This probably isn't worth writing, given that your perspective is so very different from mine, but I feel the need to rebut some of your claims.

    The truths they wish to expose are lies, the perspectives they grant are flawed, and the characters mouthing the prose are repellant.

Well, these are very broad claims. I would start by pointing out that searching for "truth" via novels is usually an ill-fated endeavour. It's even one that Austen herself mocks and cautions against. Rather, novels offer ideas and arguments about those ideas. Reading a novel doesn't mean you have to agree with it. You just have to think about the ideas it presents. And that's what great novels do: they make you think. They absolutely offer flawed perspectives and loathsome characters, but hopefully those flaws and characters are rendered in ways that are at least interesting (and might get readers to see things from a different perspective).

"Great Books" programs and "the canon" certainly have problems.
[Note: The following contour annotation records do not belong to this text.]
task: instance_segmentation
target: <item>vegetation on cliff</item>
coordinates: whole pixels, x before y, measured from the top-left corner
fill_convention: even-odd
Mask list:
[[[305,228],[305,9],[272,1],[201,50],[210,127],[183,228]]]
But books do not survive simply because instructors wish to use them to prove a specific point (which really isn't really what instruction in literature aims to do). I think Barbara Herrnstein Smith is quite apt in pointing out that books survive the "test of time" because they are able to offer different readings that are of interest to different generations of readers. Today, we venerate Shakespeare because of the psychological depth of his characters. Restoration audiences liked his complex plots (and would often cut out soliloquies in order to place more emphasis on plot). Early Modernists enjoyed his jokes and his class subversiveness. Tastes change over time. Multi-dimensional works are able to survive because they remain interesting despite changes in taste.

Orientalism is certainly an issue of concern to many academics and readers. Orientalist depictions of 'the East' still being created in all sorts of media. Are you going to "cast aside" newspaper articles about the US invasion of Iraq because they "other" the East, or are you going to accept that the articles have a flawed viewpoint but still treat them as worthwhile texts?

I absolutely agree with you that we bring our baggage to the books we read, just as we do with pretty much anything we consume (from the food on our plate to the music we hear and even the people we meet). Good critics are able to separate their baggage from the text. The rest of us just enjoy what we enjoy and don't enjoy what we don't, and there's nothing wrong with that. I think it's foolhardy to try to tell someone that they have to like a book, whether it be Pride and Prejudice or Gormenghast.